Si certaines femmes sont frileuses à l’idée d’aller avec leurs enfants chez le pédiatre, d’autres enceintes ont, depuis la mise en branle des mesures de restriction et l’augmentation continue des cas, accouché soit au domicile, soit dans une ambulance, aidé par le Samu social appelé à la rescousse. «Le Samu social est venu nous chercher dans son ambulance. On ne pouvait plus arriver à l’hôpital de Melen, la sage-femme m’a fait accouché dans l’ambulance», a déclaré sur les antennes de Tv5 Afrique, Lydie Komba Massandé. Enceinte elle a eu peur d’aller accoucher à l’hôpital de peur d’être diagnostiquée positive. Une peur partagée par sa mère au moment des douleurs. Pourtant, les blouses blanches rassurent.

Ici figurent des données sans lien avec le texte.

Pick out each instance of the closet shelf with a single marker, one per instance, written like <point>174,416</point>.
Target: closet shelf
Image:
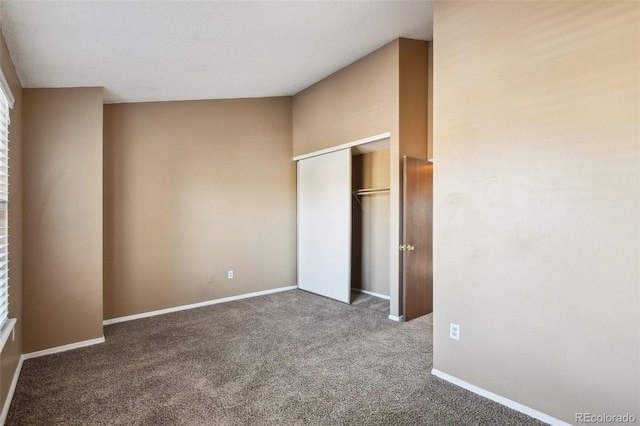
<point>368,191</point>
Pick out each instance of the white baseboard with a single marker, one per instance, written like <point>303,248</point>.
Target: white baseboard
<point>12,390</point>
<point>195,305</point>
<point>499,399</point>
<point>370,293</point>
<point>64,348</point>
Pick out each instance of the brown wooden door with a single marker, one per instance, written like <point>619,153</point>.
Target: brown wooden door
<point>416,246</point>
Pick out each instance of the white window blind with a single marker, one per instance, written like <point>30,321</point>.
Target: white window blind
<point>4,204</point>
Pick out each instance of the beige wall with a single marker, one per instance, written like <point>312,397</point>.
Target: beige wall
<point>536,201</point>
<point>197,188</point>
<point>356,102</point>
<point>62,172</point>
<point>10,355</point>
<point>386,91</point>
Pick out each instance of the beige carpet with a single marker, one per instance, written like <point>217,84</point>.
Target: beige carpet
<point>288,358</point>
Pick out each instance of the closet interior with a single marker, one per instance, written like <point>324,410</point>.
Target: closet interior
<point>370,225</point>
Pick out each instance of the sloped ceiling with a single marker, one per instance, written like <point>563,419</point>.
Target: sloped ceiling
<point>176,50</point>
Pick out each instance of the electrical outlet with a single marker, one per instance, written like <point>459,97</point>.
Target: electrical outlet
<point>454,331</point>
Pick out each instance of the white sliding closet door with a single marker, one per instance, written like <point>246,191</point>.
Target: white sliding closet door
<point>324,225</point>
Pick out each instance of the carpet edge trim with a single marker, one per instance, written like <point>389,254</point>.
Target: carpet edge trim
<point>12,390</point>
<point>195,305</point>
<point>370,293</point>
<point>64,348</point>
<point>499,399</point>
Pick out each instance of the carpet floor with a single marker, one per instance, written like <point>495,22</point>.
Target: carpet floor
<point>289,358</point>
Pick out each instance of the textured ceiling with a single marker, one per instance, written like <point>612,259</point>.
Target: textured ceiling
<point>176,50</point>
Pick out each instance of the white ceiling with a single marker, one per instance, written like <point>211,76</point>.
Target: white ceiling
<point>175,50</point>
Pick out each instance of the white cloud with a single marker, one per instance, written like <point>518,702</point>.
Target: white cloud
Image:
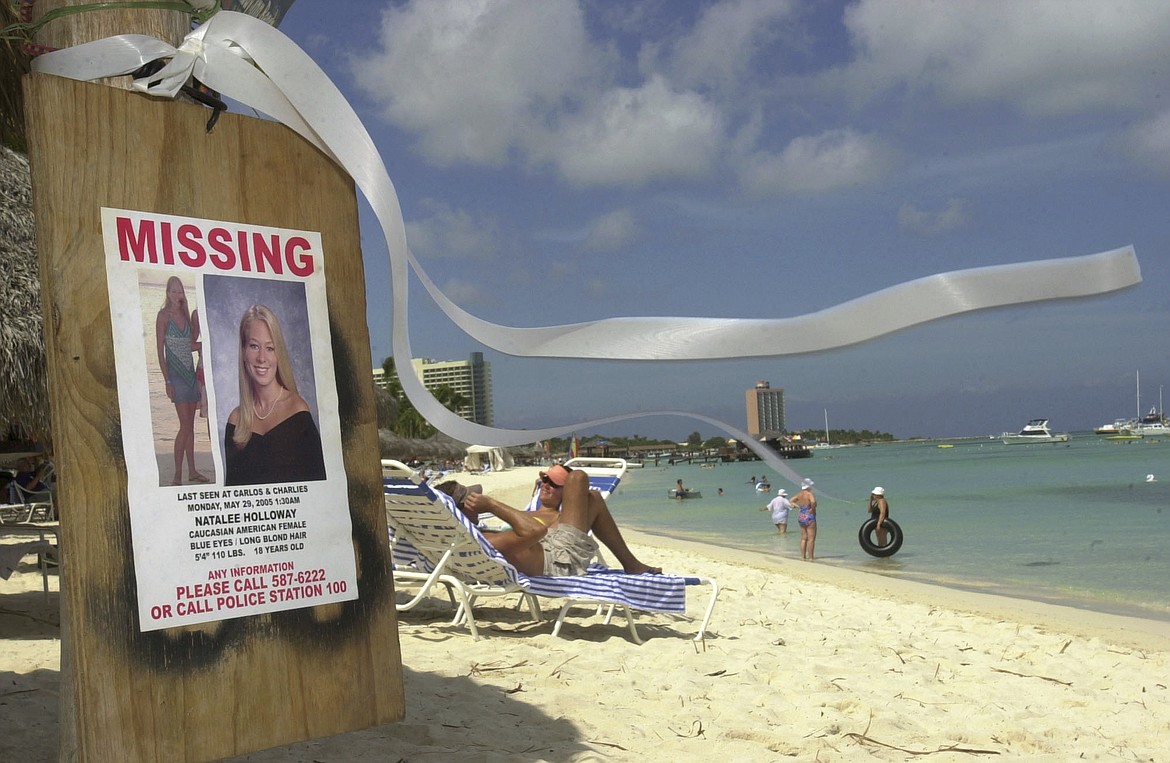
<point>952,215</point>
<point>1046,57</point>
<point>491,81</point>
<point>474,78</point>
<point>718,52</point>
<point>1148,144</point>
<point>818,164</point>
<point>452,233</point>
<point>633,136</point>
<point>611,231</point>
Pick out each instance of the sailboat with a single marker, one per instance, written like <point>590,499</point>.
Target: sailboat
<point>1153,424</point>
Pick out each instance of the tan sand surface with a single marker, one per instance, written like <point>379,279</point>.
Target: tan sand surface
<point>804,662</point>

«Les femmes ont peur d’aller à l’hôpital parce qu’elles se disent qu’on va leur faire faire les tests du Covid-19. Mais tout cela c’est faux», a déclaré Edith Ndoume, une sage-femme ayant via le Samu social, participé à l’un de ces accouchements. En 2019, la structure n’avait enregistré que 3 naissances hors hôpital mais cette année, en l’espace de 2 mois, 91 bébés sont nés soit dans une ambulance, soit à domicile. «Du jamais vu !» Une psychose entretenue par la peur de contracter le virus, amplifiée par la communication du Comité de pilotage du plan de veille et de riposte contre cette pandémie (Copil) qui pour beaucoup ne rassure pas. «En cas de symptôme grippaux, appelez le 1410», «si vous faites de la fièvre, pensez d’abord au Coronavirus». Ces alertes du Copil semblent plutôt avoir un effet contraire au sein de l’opinion. A l’écoute de ces messages pourtant de sensibilisation, beaucoup préfèrent se méfier des hôpitaux. «C’est à croire que le palu n’existe plus chez nous. Mieux on ne fait plus confiance aux hôpitaux, on reste chez nous et on boit nos décoctions. C’est plus sûr», estime Jean-Marie M, un « habitué » du paludisme. Un avis partagé par Joanne L. «Aujourd’hui on a peur d’aller à l’hôpital car on se dit qu’en arrivant, ils vont automatiquement nous déclarer malades sans bien diagnostiquer la véritable raison pour laquelle on vient à l’hôpital. Le Copil dit déjà que si tu as la grippe ou la fièvre c’est que tu peux avoir le Coronavirus. Ce qui veut dire que le diagnostic des médecins est biaisé dès le départ. Dans ces conditions, il est difficile de se rendre à l’hôpital», a-t-elle expliqué.

 
GR
 

3 Commentaires

  1. medzomekoure dit :

    Voilà le résultat quand on confie des choses importantes à des gens incompétents qui plus est aux ordres. Dire en effet que toute fièvre est synonyme de covid-19(au quartier on l’a compris ainsi) a de quoi inquiéter les populations. Nos amis du copil devraient plus insister sur la nécessité d’observer les mesures barrières, plutôt que de faire des déclarations contre productives, non étayées par des études sérieuses démontrant que par exemple, le paludisme n’existerait plus, ou qu’il y a actuellement davantage des cas de covid-19 que de paludisme…

  2. moundounga dit :

    Bjr. Cette phrase devenue célèbre  » en cas de fièvre penser au COVID-19 fait effectivement beaucoup de dégâts ». De là à ce que l’on traite une fièvre avec un traitement antipaludique il n’y a qu’un, or ces deux pathologies sont différentes avec des symptômes différents. Sinon le global found n’aurais pas financé près de 5 ans à travers le territoire des missions de surveillance de cette pathologie via le programme paludisme. Un amalgame qui ,ne dis pas son nom puisque les conséquences sont là automédication doublée d’un désamour pour les hôpitaux. Amen.

  3. Joseph Dinace dit :

    Il ne faut pas condamner rapidement le Copil. Le Copil obéit à des ordres. S’il ne fait pas des déclarations qui montrent que le Gabon mérite une aide financière des organisations internationales, en gonflant les chiffres par exemple, il n’a plus sa raison d’être. Quel dommage pour notre pays… Comment comprendre que dans un pays, il n’y ait personne parmi les dirigeants qui soient sérieux pour traiter les vrais problèmes? Et si on était maudit, nous les gabonais où irions-nous chercher la bénédiction?